Under pressure to act to stem gun violence on school grounds, Trump planned to solicit input from the state chief executives during meetings Monday at the White House. The governors are in Washington for their annual winter meeting.
But socializing was the focus Sunday night as Trump and first lady Melania Trump hosted the governors for an annual black-tie ball.
In brief remarks before dinner beneath dimmed lights in the State Dining Room, Trump said the governors are "very, very special people."
"The job you do is really incredible. It's not easy, but we're very proud of you and we're very proud to have you here," he said as tall candles flickered and bouquets of hydrangeas adorned an assortment of round and oblong dinner tables.
Previewing Monday's talks, Trump said they would also discuss the economy "and many other things."
Seventeen students and teachers were killed in a Valentine's Day shooting at Marjory Stoneman Douglas High School in Parkland, Florida, sparking a public outcry for new gun-control measures as well as action to improve school safety.
"We'll be talking about Parkland and the horrible event that took place last week," Trump said. "That will be one of the subjects.

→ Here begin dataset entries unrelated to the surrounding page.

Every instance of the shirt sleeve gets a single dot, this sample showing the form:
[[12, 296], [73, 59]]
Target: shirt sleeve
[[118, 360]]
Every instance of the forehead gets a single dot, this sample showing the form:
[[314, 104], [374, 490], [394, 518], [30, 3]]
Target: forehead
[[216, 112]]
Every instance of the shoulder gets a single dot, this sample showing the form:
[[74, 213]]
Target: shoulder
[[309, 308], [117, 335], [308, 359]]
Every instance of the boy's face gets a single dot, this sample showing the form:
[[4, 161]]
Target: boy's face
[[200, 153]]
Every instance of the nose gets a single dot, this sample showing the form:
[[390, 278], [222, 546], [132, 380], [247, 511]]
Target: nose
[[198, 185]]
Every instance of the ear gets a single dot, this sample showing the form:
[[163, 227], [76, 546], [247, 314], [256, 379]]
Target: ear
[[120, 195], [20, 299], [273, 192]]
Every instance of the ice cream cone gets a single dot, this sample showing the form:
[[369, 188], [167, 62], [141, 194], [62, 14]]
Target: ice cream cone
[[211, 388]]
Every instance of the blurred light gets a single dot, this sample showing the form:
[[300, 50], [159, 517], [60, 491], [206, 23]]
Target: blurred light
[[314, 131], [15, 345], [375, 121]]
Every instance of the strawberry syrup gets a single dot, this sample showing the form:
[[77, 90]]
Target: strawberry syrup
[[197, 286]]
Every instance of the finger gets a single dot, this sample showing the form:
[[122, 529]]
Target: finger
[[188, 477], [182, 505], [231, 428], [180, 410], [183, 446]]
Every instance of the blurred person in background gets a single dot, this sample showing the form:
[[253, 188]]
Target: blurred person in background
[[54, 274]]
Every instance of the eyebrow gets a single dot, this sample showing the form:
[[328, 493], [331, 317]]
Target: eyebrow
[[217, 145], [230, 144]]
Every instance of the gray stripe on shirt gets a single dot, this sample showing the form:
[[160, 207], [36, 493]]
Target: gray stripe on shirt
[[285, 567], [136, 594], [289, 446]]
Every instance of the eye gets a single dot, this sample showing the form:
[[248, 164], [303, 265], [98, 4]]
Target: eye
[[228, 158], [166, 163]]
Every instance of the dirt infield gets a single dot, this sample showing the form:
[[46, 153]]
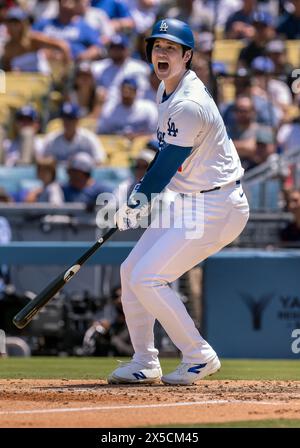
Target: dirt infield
[[83, 404]]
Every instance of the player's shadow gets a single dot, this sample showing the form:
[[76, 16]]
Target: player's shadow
[[94, 386]]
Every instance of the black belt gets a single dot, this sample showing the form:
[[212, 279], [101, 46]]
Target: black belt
[[237, 182]]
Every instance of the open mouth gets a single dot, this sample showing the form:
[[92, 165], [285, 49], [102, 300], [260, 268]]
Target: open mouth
[[163, 66]]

We'll make it first on our list."
Trump thanked Florida Gov. Rick Scott, a close political ally who attended the ball, and told everyone he's "doing a great job."

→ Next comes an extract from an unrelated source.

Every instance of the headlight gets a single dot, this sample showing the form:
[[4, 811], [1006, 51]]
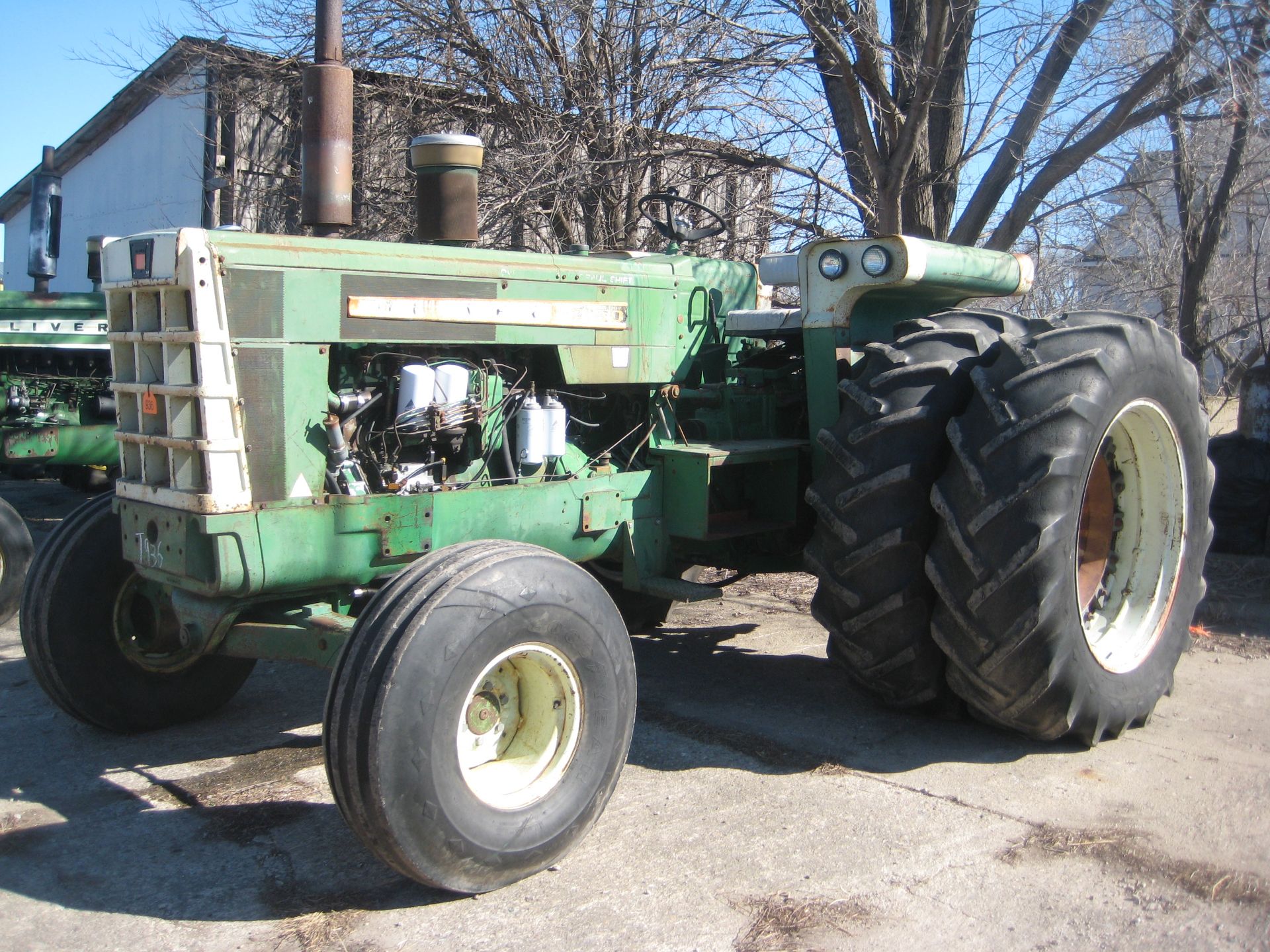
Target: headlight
[[832, 264], [875, 260]]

The president also boasted about the economy, saying numbers that weren't so good under his predecessor are improving under his leadership.
"You're going to see some numbers coming up over the next year, the likes of which we haven't seen in our country for many, many years," Trump said. He briefly mentioned his efforts to eliminate regulations, saying that because of his administration "people are building and farming and doing lot of things that they were having a very hard time doing."

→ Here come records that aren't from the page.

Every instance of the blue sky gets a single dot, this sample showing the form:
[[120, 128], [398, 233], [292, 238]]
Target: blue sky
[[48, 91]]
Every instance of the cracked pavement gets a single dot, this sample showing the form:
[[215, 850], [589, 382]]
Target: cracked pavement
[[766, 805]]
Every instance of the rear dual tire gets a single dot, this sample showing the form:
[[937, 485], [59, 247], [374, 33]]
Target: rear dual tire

Trump's session with the governors will be the latest in which he solicits ideas for stopping gun violence at schools as the White House works to finalize an expected legislative proposal. Trump spent several days last week hearing emotional pleas from parents and students, including some who survived the Parkland shooting, and others who suffered through school shootings in Connecticut and Colorado. He also solicited input from state and local officials.
Trump has floated numerous ideas since the shooting, including raising the minimum age for the purchase of assault-style weapons, improving background checks for gun purchases, arming educators and paying them bonuses, and re-opening mental institutions.
Trump's daughter and senior adviser, Ivanka Trump, expressed uncertainty when asked whether arming teachers would make children safer.
"To be honest, I don't know," the mother of three said in an interview with NBC News from South Korea, where she attended the closing ceremonies of the Winter Olympics. "Obviously, there would have to be an incredibly high standard for who would be able to bear arms in our school. But I think there is no one solution for creating safety."
The National Rifle Association, which backed Trump for president, opposes increasing the minimum age for assault-style weapons purchases but favors arming teachers.
"I think we're going to have a great bill put forward very soon having to do with background checks, having to do with getting rid of certain things and keeping other things, and perhaps we'll do something on age, because it doesn't seem to make sense that you have to wait until you are 21 years old to get a pistol, but to get a gun like this maniac used in the school, you get that at 18," Trump said during a late Saturdaytelephone interview with Fox News Channel. "That doesn't make sense."